Jen Gunter, MD (@DrJenGunter), is an obstetrician-gynecologist who has been blogging her expertise for years. Her blog and her hold-no-punches Twitter feed are inspirational to me. A classic “happy warrior,” Dr. Gunter vocally and proudly takes on the cynical pseudoscience of Gwyneth Paltrow’s Goop products, calls out antivaccine supporters, and does not hesitate to put uneducated (and frequently sexist) opiners in their places when they try to “mansplain” the female body to her. Her takedown of Goop’s annual conference in New York with emergency physician Dara Kass, MD (@DaraKass), was one for the ages.

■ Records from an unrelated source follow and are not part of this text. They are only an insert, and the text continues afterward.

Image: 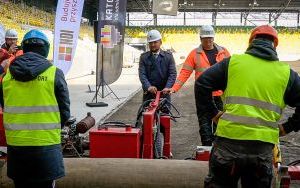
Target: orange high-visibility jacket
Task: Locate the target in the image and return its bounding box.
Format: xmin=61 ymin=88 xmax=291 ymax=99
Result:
xmin=172 ymin=44 xmax=230 ymax=96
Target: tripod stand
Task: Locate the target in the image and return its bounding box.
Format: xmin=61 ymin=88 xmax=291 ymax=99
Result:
xmin=86 ymin=42 xmax=120 ymax=107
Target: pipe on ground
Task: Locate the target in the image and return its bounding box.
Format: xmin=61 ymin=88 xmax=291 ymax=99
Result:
xmin=0 ymin=158 xmax=208 ymax=188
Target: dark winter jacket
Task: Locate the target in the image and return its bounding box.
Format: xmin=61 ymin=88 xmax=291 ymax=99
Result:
xmin=195 ymin=39 xmax=300 ymax=133
xmin=139 ymin=50 xmax=177 ymax=91
xmin=0 ymin=52 xmax=70 ymax=181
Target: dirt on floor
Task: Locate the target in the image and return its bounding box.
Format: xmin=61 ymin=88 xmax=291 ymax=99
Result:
xmin=107 ymin=61 xmax=300 ymax=164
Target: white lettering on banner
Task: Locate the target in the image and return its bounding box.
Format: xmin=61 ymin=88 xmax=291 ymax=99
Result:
xmin=60 ymin=0 xmax=70 ymax=21
xmin=70 ymin=0 xmax=78 ymax=22
xmin=59 ymin=30 xmax=74 ymax=45
xmin=105 ymin=0 xmax=114 ymax=20
xmin=114 ymin=0 xmax=120 ymax=21
xmin=53 ymin=0 xmax=84 ymax=74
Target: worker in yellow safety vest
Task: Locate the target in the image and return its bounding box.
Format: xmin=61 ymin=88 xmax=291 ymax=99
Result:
xmin=195 ymin=25 xmax=300 ymax=188
xmin=0 ymin=30 xmax=70 ymax=188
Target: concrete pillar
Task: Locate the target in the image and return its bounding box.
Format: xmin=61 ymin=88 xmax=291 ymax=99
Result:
xmin=127 ymin=12 xmax=130 ymax=26
xmin=183 ymin=10 xmax=186 ymax=25
xmin=153 ymin=14 xmax=157 ymax=26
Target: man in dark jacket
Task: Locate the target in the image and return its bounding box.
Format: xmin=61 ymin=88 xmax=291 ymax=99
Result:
xmin=0 ymin=30 xmax=70 ymax=188
xmin=139 ymin=30 xmax=177 ymax=101
xmin=195 ymin=25 xmax=300 ymax=188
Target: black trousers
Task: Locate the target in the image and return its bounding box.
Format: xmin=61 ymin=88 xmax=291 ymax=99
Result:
xmin=14 ymin=180 xmax=55 ymax=188
xmin=195 ymin=97 xmax=223 ymax=146
xmin=204 ymin=137 xmax=274 ymax=188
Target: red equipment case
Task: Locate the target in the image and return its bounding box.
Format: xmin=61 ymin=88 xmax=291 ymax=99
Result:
xmin=90 ymin=127 xmax=141 ymax=158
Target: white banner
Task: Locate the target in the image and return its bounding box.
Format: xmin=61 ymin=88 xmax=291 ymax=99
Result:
xmin=53 ymin=0 xmax=84 ymax=75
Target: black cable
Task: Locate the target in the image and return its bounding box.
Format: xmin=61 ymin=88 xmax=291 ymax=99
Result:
xmin=287 ymin=160 xmax=300 ymax=166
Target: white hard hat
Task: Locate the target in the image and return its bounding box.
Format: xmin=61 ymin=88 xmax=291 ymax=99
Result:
xmin=200 ymin=25 xmax=215 ymax=38
xmin=5 ymin=29 xmax=18 ymax=39
xmin=147 ymin=30 xmax=161 ymax=43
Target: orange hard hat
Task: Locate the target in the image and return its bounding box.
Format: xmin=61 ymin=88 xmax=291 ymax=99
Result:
xmin=249 ymin=25 xmax=278 ymax=47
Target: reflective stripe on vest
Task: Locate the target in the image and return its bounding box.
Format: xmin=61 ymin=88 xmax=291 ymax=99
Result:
xmin=225 ymin=96 xmax=282 ymax=114
xmin=4 ymin=106 xmax=59 ymax=114
xmin=3 ymin=66 xmax=61 ymax=146
xmin=216 ymin=54 xmax=290 ymax=144
xmin=4 ymin=123 xmax=61 ymax=130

Representing trauma surgeons, Joseph Sakran, MD, MPA, MPH (@JosephSakran)—along with emergency medicine’s own Megan Ranney, MD, MPH, FACEP (@DrMeganRanney), and others—has served as a point person for the #ThisIsOurLane movement, an online spat that the National Rifle Association picked with physicians that escalated into a mission-defining moment for many doctors. Dr. Sakran, himself a survivor of gun violence, has the credibility, expertise, and media know-how to represent those of us who believe that medicine has a role to play in decreasing senseless gun violence in our nation. Among several key voices that emerged on this topic is radiologist Heather Sher, MD (@HSherMD), whose article in The Atlantic after the shooting in Parkland, Florida, helped raise the profile of this problem as well.

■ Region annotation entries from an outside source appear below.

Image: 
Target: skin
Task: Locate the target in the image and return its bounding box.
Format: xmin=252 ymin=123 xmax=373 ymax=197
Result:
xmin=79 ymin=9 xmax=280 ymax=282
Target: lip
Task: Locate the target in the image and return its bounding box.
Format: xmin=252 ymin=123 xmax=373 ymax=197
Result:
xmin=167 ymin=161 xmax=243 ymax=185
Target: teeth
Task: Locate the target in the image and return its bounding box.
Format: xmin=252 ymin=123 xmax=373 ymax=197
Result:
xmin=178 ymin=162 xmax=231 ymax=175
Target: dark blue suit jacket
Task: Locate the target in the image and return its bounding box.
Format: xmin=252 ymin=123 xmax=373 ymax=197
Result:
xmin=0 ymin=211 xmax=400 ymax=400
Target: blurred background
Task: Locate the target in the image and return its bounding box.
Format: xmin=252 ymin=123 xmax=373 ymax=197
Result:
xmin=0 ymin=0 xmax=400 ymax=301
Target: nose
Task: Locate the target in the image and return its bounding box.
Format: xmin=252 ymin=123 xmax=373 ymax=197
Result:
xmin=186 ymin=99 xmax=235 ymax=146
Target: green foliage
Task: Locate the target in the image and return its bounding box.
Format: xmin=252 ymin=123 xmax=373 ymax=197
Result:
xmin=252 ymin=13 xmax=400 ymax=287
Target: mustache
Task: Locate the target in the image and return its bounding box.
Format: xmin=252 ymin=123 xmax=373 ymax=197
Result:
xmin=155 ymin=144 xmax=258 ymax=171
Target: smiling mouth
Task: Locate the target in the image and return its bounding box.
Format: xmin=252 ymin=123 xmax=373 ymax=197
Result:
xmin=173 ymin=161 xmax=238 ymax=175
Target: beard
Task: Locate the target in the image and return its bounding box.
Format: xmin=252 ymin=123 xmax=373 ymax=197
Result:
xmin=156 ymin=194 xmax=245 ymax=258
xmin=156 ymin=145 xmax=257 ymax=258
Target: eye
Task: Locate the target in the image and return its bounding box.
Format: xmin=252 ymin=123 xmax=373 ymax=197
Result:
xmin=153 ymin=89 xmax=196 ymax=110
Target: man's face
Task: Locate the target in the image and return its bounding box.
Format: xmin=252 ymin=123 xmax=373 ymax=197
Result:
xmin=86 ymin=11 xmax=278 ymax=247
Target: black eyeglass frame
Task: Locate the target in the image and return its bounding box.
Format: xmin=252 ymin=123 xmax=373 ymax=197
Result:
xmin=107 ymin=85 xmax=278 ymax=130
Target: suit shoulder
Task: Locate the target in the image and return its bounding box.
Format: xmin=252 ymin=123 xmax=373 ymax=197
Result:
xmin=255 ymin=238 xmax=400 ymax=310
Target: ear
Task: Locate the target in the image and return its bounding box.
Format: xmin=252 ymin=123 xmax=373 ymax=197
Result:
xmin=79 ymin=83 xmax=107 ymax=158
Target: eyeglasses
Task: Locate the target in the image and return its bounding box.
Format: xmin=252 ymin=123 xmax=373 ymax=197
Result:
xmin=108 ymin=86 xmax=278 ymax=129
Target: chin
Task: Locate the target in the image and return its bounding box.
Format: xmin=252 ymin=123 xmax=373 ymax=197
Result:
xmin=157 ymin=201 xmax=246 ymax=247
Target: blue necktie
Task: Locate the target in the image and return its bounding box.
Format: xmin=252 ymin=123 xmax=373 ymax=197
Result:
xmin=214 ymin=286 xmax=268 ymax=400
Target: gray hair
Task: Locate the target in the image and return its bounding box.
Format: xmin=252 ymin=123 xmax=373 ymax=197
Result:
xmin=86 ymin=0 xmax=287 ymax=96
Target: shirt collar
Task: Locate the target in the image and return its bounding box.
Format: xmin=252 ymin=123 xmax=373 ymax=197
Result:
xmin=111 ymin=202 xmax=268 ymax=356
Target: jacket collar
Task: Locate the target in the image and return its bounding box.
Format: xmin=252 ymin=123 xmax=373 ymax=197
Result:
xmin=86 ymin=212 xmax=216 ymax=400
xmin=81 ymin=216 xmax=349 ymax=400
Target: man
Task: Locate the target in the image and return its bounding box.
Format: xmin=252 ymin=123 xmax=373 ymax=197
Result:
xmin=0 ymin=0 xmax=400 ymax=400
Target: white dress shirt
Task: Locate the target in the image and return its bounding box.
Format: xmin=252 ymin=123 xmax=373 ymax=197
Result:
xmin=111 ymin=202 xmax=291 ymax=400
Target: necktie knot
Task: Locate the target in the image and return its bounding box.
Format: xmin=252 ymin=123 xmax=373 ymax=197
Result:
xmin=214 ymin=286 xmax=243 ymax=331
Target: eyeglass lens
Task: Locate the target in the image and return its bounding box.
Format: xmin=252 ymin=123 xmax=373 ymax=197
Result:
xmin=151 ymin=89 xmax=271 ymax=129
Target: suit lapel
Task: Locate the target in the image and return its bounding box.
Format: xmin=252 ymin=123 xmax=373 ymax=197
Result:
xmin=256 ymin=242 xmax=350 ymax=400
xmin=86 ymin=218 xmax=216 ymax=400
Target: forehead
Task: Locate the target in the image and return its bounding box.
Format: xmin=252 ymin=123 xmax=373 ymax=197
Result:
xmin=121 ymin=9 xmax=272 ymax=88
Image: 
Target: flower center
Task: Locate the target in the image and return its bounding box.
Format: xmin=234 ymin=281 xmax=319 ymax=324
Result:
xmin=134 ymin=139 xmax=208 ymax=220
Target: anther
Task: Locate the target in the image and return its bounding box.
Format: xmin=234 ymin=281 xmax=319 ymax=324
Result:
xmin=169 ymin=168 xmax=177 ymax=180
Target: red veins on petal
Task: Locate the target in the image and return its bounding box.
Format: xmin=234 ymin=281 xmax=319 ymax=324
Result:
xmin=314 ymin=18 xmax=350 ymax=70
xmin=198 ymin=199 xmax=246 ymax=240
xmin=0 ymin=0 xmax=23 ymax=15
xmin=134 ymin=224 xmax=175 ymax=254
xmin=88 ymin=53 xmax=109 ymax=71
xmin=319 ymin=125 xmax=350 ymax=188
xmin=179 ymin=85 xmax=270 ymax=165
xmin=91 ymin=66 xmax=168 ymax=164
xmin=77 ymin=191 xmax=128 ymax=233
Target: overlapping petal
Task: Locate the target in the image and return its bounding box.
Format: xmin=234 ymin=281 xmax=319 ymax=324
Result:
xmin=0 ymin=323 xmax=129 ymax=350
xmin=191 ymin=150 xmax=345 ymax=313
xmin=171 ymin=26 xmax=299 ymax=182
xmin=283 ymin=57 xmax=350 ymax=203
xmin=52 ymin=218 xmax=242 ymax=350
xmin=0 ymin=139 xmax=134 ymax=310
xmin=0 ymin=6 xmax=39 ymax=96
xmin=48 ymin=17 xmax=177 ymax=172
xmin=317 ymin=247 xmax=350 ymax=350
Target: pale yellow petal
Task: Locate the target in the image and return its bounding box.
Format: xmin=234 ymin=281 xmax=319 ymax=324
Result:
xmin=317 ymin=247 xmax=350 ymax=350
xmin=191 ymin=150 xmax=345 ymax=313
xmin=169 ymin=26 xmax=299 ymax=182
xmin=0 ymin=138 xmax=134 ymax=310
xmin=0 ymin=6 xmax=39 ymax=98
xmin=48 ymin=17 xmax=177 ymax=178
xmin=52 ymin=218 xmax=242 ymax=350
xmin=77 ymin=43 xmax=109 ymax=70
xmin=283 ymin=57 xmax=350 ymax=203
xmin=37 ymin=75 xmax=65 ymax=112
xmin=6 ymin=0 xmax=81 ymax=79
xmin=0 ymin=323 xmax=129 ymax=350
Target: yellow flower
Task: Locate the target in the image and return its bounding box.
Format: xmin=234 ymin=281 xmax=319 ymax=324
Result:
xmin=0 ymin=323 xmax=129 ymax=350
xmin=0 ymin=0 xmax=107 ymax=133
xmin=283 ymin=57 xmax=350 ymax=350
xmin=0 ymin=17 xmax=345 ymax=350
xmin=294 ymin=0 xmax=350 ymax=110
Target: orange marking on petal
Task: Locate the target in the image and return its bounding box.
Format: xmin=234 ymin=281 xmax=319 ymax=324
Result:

On the lighter side is the anonymous account known as Dr. Glaucomflecken (@DGlaucomflecken). A writer for the GomerBlog (medicine’s answer to The Onion), Dr. Glaucomflecken alternates between posts that genuinely educate us (eg, for the love of pseudomonas, don’t sleep in your contact lenses!) and ones that have us bent over laughing. Here’s a recent favorite: “After every surgery day I walk over to the nearest ICU and loudly announce that I have zero post op cataract surgeries that require ICU admission. They’re always so nice about it, they make sure a police officer is available to accompany me off the premises.” He also co-authored an instant classic BMJ Christmas article with emergency physician Esther Choo, MD, MPH (@choo_ek), “A Lexicon for Gender Bias in Academia and Medicine,” in which a few important terms were defined, including “Misteria: Irrational fear that advancing women means catastrophic lack of opportunity for men” and “Feternity leave: When becoming a mother is conflated with choosing to forsake the practice of medicine (also known as What They Suspect When You’re Expecting).”1
Finally, one of my local colleagues here in Boston, emergency radiologist Bharti Khurana, MD (@KhuranaBharti), is educating the masses by posting excellent images of emergency department radiographs (MRIs, CTs, plain radiographs). She’s always sure to include a good case vignette and help us out with an arrow pointing to the pathologic finding, which emergency physicians always appreciate.
These are just a few of the great non–emergency medicine Twitter accounts to watch. Feel free to tweet me others, and I’ll share those as well.
As the first decade of #FOAMed secured emergency medicine at the forefront of online medical education and knowledge dissemination, the next will likely be defined by our reaching across the divide to our non–emergency medicine colleagues. The results will raise emergency medicine’s profile as a specialty that is leading medicine forward.